27,60 km cycling route from Grimaud to Fréjus
Elevation of the stage
Waytypes of the stage
Surface of the stage
From Port Grimaud, the cycle route leads you along a cycle path running beside the sea and the D559 road, up to Ste-Maxime’s Plage de la Croisette where signposting for the PCL comes to an end. Take care along this stretch, as cars cross the cycle path to get to private properties, car parks and beaches. Be careful at the round-about of the Train des Pignes in Ste Maxime where you have to take a left turn in the midst of traffic in order to follow a route behind the coast to cross the resort.
Leaving Ste Maxime, you join the cycle path along the Train des Pignes route, which isn’t signposted but allows you to ride on to the campsite at St-Aygulf.
At St-Aygulf, the cycle route is being laid out at time of writing: opposite the campsite, you need for the time being to turn right onto Ave. du Train des Pignes then, having dismounted, turn left, pushing your bike along the one-way Rue d’Alsace, bringing you out at the cycle path beside the D559 road.
At Fréjus, at the end of the cycle lane turn left along Rue des Batteries, then continue straight on, heading up Rue des Campanettes.

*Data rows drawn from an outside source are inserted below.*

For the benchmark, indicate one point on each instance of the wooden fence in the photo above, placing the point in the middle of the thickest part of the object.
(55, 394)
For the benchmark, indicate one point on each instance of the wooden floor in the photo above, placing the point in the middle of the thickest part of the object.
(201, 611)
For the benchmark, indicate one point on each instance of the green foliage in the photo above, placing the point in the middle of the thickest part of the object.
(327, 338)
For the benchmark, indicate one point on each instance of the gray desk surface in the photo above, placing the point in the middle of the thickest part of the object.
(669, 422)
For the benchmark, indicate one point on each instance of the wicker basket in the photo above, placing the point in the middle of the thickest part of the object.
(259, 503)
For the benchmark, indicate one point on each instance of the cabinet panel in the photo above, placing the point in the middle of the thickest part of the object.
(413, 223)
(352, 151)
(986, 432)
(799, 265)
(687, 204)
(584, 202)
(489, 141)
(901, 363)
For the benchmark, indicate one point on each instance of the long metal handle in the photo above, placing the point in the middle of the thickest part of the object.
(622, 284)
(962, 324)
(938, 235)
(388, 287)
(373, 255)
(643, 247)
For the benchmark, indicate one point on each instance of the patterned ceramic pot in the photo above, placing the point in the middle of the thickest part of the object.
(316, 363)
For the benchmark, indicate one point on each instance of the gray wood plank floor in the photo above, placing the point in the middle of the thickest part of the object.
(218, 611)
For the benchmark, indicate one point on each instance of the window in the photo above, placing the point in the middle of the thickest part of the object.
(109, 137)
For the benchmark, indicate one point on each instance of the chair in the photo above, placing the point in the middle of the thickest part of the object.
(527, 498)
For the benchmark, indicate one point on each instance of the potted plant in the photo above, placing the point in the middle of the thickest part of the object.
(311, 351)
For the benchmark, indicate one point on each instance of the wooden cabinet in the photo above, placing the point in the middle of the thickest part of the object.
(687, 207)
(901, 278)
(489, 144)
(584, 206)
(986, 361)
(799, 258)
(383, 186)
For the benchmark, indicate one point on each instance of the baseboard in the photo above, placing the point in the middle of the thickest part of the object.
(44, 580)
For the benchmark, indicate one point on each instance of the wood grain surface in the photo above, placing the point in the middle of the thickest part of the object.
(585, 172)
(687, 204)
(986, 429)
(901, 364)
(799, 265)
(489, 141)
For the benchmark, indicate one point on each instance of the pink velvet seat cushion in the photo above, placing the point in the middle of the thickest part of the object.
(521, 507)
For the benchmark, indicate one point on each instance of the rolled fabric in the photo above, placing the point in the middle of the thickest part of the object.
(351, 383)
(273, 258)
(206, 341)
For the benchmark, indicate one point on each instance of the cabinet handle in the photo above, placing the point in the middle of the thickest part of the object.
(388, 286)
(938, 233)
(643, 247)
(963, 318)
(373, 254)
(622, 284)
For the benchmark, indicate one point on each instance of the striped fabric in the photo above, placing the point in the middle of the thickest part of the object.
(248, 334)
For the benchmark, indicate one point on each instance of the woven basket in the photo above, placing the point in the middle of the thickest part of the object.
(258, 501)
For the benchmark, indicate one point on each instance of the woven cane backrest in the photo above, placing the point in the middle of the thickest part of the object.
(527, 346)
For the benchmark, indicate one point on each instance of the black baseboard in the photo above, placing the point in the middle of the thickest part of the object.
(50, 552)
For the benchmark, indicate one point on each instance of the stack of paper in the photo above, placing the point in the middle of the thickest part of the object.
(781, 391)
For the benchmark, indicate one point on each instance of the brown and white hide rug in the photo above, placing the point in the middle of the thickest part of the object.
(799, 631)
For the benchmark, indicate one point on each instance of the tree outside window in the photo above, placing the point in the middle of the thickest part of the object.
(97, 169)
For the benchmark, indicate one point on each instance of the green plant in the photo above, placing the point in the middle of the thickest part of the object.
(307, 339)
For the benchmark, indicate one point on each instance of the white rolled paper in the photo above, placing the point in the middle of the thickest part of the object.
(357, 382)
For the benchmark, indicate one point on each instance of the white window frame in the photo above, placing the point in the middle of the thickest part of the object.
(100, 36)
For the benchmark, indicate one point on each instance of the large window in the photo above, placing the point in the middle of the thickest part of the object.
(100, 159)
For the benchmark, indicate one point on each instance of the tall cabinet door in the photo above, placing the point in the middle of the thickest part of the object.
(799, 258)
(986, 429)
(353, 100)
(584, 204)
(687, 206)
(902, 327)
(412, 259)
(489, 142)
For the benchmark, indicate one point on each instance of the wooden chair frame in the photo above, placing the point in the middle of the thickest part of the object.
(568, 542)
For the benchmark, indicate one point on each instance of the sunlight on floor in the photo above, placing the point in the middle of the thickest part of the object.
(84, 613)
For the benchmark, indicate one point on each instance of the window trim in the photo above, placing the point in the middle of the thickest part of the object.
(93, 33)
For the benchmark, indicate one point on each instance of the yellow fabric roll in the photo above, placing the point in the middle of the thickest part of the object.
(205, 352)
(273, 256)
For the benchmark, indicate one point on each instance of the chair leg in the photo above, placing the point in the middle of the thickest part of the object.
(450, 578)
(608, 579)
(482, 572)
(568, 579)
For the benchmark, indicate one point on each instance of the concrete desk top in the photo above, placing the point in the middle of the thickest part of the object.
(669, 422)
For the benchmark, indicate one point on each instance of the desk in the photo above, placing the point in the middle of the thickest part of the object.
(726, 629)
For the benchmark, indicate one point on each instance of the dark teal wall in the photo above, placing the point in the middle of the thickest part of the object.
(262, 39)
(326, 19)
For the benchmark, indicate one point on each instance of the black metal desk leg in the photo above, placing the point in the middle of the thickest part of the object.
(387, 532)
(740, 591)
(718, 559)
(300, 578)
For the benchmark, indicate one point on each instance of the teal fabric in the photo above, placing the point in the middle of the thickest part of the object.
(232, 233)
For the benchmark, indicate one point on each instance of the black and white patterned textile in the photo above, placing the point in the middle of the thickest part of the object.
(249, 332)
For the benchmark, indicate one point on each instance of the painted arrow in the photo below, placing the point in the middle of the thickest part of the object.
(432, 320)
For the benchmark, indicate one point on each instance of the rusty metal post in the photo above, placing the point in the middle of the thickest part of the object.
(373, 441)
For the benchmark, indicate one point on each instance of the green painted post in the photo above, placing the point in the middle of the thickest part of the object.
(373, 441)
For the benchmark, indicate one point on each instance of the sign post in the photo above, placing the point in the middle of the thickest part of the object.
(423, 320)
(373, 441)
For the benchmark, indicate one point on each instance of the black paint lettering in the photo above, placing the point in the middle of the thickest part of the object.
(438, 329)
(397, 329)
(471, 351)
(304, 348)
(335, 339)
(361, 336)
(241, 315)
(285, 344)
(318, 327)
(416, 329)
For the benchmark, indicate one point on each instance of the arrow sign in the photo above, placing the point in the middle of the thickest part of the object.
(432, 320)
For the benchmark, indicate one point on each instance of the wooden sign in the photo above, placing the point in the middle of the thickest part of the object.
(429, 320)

Further on, turn right onto Impasse Georges Guynemer, which turns into Rue Georges Guynemer. Next, fork left to reach Avenue d’Argens (on the D559 road) and turn right into this street. At the round-about intersecting with Bd. de la Mer (D98B), follow signs for Fréjus Centre (3rde exit).

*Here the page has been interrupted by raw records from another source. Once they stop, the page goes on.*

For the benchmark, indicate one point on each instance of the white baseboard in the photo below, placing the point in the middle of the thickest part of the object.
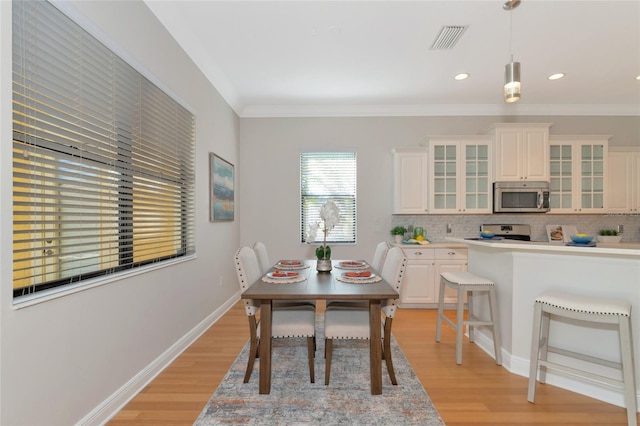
(112, 405)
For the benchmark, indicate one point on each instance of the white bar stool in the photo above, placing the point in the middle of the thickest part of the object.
(590, 309)
(468, 283)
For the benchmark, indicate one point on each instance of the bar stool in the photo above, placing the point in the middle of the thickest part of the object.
(467, 284)
(588, 309)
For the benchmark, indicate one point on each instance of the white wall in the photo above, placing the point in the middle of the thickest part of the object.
(72, 358)
(270, 150)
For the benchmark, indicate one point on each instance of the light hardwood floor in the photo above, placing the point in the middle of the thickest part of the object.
(476, 392)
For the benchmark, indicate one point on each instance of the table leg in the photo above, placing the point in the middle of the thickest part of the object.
(265, 346)
(375, 349)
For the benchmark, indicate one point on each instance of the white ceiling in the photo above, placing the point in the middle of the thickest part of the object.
(374, 58)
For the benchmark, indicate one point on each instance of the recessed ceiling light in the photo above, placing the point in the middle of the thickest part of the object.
(556, 76)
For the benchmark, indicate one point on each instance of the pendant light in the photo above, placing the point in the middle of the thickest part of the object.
(512, 69)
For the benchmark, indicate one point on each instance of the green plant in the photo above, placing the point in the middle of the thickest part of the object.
(398, 230)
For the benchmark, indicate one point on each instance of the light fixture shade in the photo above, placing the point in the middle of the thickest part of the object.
(512, 82)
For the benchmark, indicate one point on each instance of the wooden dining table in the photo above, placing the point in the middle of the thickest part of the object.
(321, 286)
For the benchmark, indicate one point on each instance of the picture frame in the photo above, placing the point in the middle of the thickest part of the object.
(555, 233)
(221, 189)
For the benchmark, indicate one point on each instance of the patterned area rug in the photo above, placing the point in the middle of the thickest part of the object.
(296, 401)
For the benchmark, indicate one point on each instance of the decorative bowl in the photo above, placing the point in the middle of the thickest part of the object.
(581, 239)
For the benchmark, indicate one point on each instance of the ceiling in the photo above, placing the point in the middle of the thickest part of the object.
(375, 58)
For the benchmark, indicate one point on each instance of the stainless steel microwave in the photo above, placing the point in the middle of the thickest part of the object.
(521, 197)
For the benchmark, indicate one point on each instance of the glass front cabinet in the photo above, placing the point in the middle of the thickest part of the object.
(578, 172)
(460, 181)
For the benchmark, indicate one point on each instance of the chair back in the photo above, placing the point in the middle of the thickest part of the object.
(248, 272)
(379, 256)
(263, 256)
(393, 273)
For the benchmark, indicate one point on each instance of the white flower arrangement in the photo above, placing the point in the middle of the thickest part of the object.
(330, 215)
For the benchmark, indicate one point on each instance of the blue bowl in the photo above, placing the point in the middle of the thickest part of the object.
(581, 239)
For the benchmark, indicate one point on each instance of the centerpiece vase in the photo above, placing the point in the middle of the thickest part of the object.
(323, 265)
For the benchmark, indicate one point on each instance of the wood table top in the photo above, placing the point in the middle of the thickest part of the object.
(321, 285)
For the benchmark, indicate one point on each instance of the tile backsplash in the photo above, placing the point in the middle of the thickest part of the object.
(463, 226)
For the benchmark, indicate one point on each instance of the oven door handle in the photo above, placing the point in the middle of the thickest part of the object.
(540, 199)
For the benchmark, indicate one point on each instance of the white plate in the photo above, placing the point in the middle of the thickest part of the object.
(289, 276)
(344, 275)
(288, 263)
(352, 264)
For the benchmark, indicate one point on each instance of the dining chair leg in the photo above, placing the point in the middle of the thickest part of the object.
(253, 348)
(311, 352)
(386, 350)
(328, 349)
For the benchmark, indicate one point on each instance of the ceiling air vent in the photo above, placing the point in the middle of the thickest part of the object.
(448, 37)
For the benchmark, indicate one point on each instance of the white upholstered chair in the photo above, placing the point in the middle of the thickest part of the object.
(287, 321)
(265, 264)
(352, 322)
(379, 256)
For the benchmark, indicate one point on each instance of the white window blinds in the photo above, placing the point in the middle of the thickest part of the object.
(328, 176)
(103, 160)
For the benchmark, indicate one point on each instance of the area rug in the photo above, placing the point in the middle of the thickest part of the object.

No cycling signposting for Port Grimaud, a town built on a water
SNCF train services
- Gare de Fréjus
- Grimaud: the medieval village with château; St Michael’s Church; the Pont des Fées bridge - Port Grimaud: a town built on water, with 2,400 inhabitants
- Ste-Maxime: Pointe des Sardinaux (a headland with beach, nicknamed La Petite Corse); Les Myrtes botanical garden; the pedestrian streets and markets; the beaches
- Fréjus: the Roman theatre and amphitheatre; the Chapelle N.-D. de Jérusalem, also known as the Chapelle Cocteau; the Villa Aurélienne (late-19th century); the Vivier Romain, an archaeological crypt revealing ancient Roman fishponds; the museums on archaeology and local history; the Massif de l’Esterel hills; the port of Fréjus; the bishops’ quarter (Cathédrale Saint-Léonce and cloister)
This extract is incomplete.